Raindrop cake is an innovative Japanese dessert. In Japan, this cake is well known as Mizu Shingen Mochi or water cake. On the other hand, in America, this dessert is known as raindrop cake. Mizu Shingen Mochi includes a traditional Japanese dessert that recently becoming trends in culinary.
Mizu Shingen Mochi
This innovative cake is made by mixing mineral water with gelatin. This dessert has a unique appearance with clear, transparent, and chewy like water droplets. It is so smooth and will start melting if left in the open air for 20-30 minutes. In Japan, this dessert is only sold every Saturday and Sunday and limited during the summer.

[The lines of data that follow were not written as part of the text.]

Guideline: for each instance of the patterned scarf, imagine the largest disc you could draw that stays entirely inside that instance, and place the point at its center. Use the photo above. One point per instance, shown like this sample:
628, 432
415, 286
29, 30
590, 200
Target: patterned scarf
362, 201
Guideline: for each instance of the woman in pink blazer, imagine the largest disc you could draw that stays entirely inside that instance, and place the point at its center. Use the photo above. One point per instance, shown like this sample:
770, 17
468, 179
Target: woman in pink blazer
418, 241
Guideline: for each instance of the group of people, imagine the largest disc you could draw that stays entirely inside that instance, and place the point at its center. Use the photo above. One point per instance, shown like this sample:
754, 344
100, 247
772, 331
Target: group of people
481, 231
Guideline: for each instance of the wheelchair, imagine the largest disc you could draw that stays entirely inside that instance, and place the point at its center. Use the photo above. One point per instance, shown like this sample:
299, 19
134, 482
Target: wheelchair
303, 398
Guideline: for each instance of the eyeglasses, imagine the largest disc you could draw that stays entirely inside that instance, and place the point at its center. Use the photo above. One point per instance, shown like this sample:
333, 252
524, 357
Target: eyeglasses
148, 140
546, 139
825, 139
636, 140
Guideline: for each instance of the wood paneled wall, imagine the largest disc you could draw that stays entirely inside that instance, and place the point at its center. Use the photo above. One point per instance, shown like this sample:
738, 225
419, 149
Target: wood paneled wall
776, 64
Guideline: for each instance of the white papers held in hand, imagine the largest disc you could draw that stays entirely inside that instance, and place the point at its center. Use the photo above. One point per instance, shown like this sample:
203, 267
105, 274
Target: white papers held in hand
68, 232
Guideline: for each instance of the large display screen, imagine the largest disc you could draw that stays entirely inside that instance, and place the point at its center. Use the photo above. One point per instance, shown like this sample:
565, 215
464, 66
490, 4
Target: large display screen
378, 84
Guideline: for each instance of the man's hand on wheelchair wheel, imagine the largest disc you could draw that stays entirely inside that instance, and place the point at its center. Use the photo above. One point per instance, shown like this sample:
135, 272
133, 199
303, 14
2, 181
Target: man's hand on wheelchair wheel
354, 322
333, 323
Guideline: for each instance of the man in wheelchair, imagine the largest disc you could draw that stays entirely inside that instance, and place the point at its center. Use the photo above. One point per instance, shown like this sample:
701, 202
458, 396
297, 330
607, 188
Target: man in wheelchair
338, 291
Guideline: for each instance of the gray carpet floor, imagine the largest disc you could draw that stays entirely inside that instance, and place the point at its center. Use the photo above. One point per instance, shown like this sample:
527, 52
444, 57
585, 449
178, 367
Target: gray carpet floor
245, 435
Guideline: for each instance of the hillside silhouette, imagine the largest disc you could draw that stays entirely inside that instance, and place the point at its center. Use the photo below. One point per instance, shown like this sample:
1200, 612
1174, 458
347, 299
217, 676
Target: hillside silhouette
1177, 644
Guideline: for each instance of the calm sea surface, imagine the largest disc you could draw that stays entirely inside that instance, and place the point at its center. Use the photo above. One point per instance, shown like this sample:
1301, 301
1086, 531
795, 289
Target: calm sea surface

A man from Williamsburg named Darren Wong popularized the dessert from Japan in New York, America. Darren Wong named his creation as Raindrop Cake that adapted from Mizu Shingen Mochi in Japan. Wong experimented for 2 months to find the right materials and its mold. After success, Raindrop Cake was first introduced by Wong at Williamsburg and Prospect Park Smorgasburg Market.
This cake is so soft that suitable to be served with brown sugar syrup and roasted soy powder on the rest. This dessert also immediately attracts the attention of people because it is a unique appearance and contains 0 calories. So, it can be consumed by anyone. Raindrop Cake is made from a mixture of water (natural water) with gelatin (alternative vegan for gelatin).
The gelatin powder is dissolved in water then dissolved then boiled it until boiling. Mold it into a rounded holder and let stand until hardened. After hardening, this cake is served with molasses such as sugar, kinako, and roasted soy flour. This transparent is called Raindrop Cake because it looks like a raindrop or transparent dew. This dessert is also quite easy to make at home. It only requires tools and materials that are easy to find in the market.
Raindrop cake is an innovative Japanese dessert that recently becoming trends in culinary. This dessert has a unique appearance with clear, transparent, and chewy like water droplets.